Wednesday, March 31, 2010

damned if you do...

I try to avoid much discussion of Broadway-level production -- because, you know, why? -- but an interesting pair of items came to view this past week. First, the news that The Miracle Worker will be closing at a total loss to its backers:
After only 21 preview performances and 38 regular performances, the Broadway revival of William Gibson’s play “The Miracle Worker” will close at Circle in the Square Theater next Sunday, the producers David Richenthal and Dini von Mueffling said on Sunday. The show cost $2.6 million to mount and will close at a total loss to its producers and investors, a spokesman for the show said.
Patrick Healy notes that the production -- starring Abigail Breslin -- was notable for its unabashedly starfucking producer:
Plans for the show drew attention in the theater industry last fall when Mr. Richenthal explicitly shared a viewpoint that many producers hold privately: “It’s simply na├»ve to think that in this day and age, you’ll be able to sell tickets to a play revival solely on the potential of the production to be a great show or on the potential for an unknown actress to give a breakthrough performance,” Mr. Richenthal told The New York Times. “I would consider it financially irresponsible to approach a major revival without making a serious effort to get a star.”
He was perhaps coming on strong in response to the disabled community's unhappiness with Breslin's selection over an actually disabled performer, but at least he was honest about the goals and necessities of commercial theater. He's also wrong.
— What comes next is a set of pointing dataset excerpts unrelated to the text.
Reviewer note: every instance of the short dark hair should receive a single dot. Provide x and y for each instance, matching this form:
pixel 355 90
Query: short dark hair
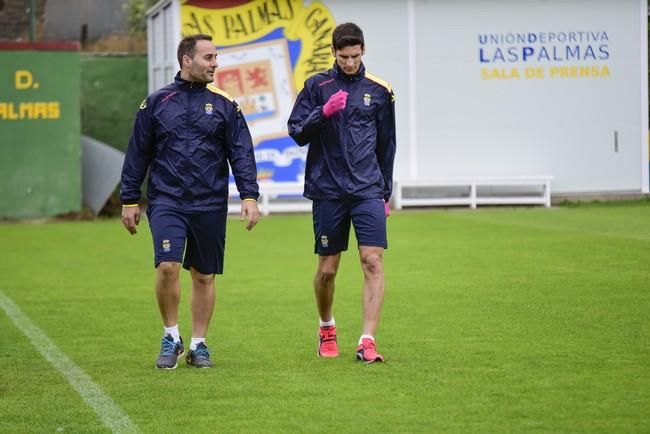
pixel 187 47
pixel 347 35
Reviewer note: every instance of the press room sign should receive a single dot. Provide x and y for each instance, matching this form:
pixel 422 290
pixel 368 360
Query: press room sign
pixel 571 54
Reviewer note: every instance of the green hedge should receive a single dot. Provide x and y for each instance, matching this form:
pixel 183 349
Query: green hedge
pixel 112 88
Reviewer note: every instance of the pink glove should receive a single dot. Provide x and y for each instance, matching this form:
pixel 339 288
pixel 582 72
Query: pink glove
pixel 335 104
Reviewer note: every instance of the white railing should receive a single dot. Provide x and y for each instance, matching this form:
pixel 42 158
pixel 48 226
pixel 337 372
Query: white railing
pixel 286 197
pixel 518 190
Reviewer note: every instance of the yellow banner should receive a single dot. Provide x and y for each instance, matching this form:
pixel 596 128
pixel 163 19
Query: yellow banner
pixel 312 26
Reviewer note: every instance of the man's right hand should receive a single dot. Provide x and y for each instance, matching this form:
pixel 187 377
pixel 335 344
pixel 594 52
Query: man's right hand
pixel 131 218
pixel 335 104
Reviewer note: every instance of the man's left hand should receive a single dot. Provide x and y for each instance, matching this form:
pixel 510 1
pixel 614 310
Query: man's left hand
pixel 250 212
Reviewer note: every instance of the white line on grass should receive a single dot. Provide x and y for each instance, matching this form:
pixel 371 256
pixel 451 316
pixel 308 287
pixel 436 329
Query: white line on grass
pixel 108 411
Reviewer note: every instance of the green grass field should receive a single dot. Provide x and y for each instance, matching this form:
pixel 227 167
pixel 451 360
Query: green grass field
pixel 496 320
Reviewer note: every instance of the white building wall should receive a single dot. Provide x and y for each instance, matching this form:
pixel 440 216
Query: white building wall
pixel 589 133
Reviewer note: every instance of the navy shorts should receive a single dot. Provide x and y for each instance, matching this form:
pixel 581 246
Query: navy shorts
pixel 332 220
pixel 201 236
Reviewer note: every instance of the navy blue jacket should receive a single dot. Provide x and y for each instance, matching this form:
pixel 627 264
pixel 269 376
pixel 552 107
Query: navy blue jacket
pixel 351 154
pixel 185 134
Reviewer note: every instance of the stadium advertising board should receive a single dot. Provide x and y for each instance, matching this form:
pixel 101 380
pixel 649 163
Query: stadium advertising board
pixel 266 50
pixel 39 130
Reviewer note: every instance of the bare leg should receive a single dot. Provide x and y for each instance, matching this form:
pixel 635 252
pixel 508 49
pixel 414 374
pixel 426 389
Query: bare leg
pixel 324 284
pixel 202 302
pixel 373 287
pixel 168 291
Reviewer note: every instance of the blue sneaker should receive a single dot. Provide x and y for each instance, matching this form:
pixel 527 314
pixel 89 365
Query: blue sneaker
pixel 199 358
pixel 170 351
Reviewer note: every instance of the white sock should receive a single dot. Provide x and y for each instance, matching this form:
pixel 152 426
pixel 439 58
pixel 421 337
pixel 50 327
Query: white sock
pixel 329 323
pixel 173 331
pixel 195 342
pixel 366 337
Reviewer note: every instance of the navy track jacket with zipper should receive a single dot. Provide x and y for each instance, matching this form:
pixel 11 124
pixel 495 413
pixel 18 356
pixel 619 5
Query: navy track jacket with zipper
pixel 351 154
pixel 185 134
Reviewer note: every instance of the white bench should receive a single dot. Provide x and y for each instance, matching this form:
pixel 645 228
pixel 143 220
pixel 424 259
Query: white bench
pixel 274 197
pixel 519 190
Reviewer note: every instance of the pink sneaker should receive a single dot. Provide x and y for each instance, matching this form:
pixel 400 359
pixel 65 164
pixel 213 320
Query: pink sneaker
pixel 327 342
pixel 367 352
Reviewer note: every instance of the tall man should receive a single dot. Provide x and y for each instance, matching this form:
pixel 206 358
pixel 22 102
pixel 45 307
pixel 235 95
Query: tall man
pixel 185 134
pixel 347 116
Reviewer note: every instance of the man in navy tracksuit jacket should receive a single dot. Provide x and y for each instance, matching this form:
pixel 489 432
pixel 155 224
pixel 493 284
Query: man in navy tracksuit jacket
pixel 347 117
pixel 185 134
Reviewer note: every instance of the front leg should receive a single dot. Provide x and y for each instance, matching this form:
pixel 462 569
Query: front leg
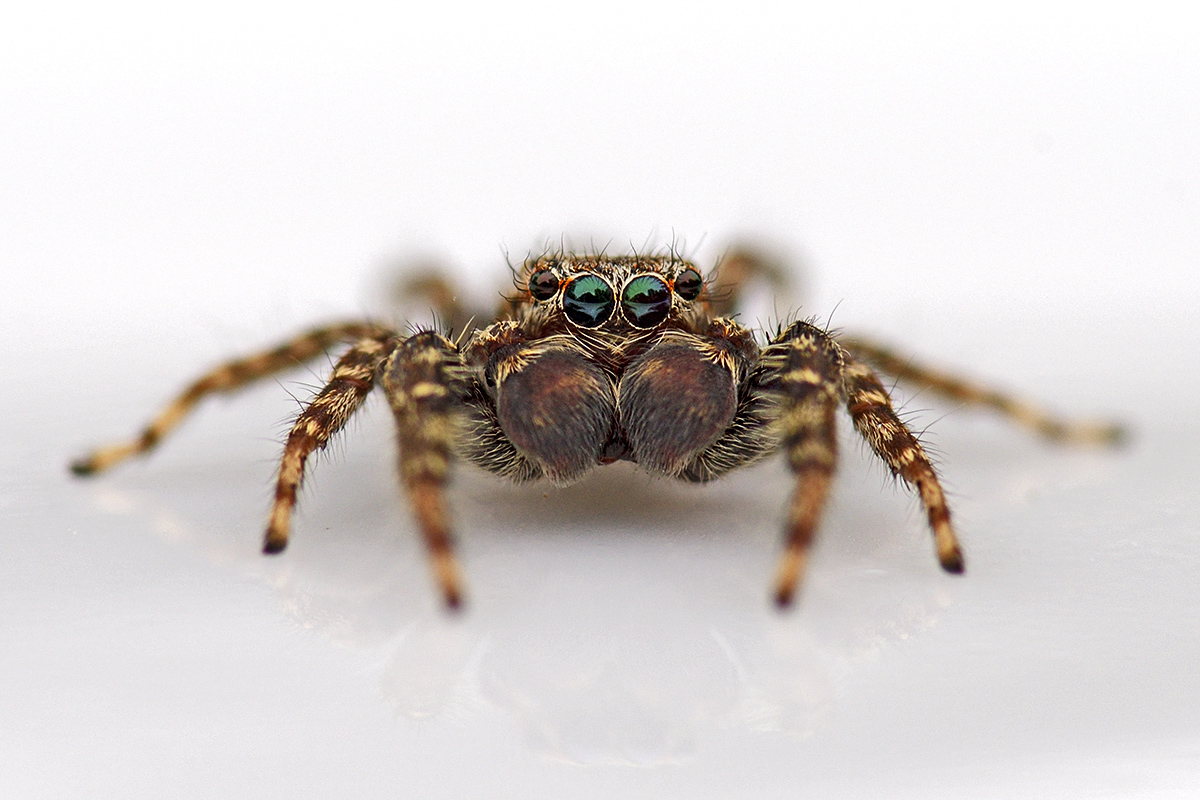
pixel 426 383
pixel 870 408
pixel 803 370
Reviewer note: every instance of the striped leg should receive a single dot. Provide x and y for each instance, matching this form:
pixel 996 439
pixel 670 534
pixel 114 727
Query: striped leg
pixel 226 378
pixel 425 382
pixel 877 422
pixel 327 414
pixel 1031 416
pixel 807 372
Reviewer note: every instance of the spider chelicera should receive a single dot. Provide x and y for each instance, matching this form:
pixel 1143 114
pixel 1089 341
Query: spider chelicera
pixel 597 359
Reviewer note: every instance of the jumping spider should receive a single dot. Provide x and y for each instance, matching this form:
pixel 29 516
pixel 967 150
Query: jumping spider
pixel 597 359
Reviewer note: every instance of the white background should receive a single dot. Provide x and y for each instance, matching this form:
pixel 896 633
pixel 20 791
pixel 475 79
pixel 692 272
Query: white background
pixel 1012 192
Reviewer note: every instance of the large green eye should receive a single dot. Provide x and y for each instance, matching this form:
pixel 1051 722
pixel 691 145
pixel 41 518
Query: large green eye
pixel 646 300
pixel 587 300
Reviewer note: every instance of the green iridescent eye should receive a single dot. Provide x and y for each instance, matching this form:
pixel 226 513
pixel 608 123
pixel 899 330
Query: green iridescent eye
pixel 646 300
pixel 688 284
pixel 587 300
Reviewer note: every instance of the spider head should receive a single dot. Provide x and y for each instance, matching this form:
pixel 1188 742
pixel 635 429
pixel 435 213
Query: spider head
pixel 613 293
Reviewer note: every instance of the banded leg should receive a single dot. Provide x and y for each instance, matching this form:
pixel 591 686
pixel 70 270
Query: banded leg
pixel 226 378
pixel 807 367
pixel 958 389
pixel 327 414
pixel 870 408
pixel 425 382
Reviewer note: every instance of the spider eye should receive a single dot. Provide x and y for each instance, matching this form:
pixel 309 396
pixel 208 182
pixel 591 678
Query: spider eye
pixel 646 300
pixel 587 300
pixel 688 284
pixel 543 284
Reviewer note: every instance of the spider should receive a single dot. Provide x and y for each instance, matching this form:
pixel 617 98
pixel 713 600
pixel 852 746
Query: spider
pixel 597 359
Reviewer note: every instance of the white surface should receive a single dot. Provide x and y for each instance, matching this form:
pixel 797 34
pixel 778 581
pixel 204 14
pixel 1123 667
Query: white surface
pixel 1012 192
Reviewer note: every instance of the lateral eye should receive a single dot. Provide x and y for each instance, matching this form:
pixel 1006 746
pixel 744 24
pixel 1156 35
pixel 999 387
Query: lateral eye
pixel 646 300
pixel 543 284
pixel 688 284
pixel 587 300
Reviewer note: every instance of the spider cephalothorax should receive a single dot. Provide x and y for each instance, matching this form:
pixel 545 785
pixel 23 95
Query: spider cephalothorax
pixel 598 359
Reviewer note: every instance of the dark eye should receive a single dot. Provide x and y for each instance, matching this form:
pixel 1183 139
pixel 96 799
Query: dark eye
pixel 688 284
pixel 646 300
pixel 543 284
pixel 587 300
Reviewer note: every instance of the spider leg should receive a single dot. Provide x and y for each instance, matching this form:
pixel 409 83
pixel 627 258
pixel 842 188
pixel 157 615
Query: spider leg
pixel 958 389
pixel 226 378
pixel 803 370
pixel 425 382
pixel 876 421
pixel 353 379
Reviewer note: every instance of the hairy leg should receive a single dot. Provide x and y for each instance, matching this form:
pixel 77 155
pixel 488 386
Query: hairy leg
pixel 965 391
pixel 804 373
pixel 870 408
pixel 425 383
pixel 327 414
pixel 226 378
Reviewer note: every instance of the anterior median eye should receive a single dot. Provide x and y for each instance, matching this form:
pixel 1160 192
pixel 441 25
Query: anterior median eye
pixel 646 300
pixel 587 300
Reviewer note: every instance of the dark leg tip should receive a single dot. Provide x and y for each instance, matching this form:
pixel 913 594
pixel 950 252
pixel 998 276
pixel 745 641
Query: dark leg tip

A few days later, the Times noted the critical and commercial success of Next to Normal:
"Next to Normal" is among the 25 percent to 30 percent of Broadway shows each year that become commercial hits. And while this musical benefited from positive reviews and three Tony Awards last year, several theater producers and directors said the show’s recoupment was as significant as it was unlikely, given the tough subject matter, lack of star performers and shrinking audience in a grim economy.
So good on them. Nevertheless, keeping score on this is akin to taking sides between late night TV hosts. After all, who cares? They're all rich.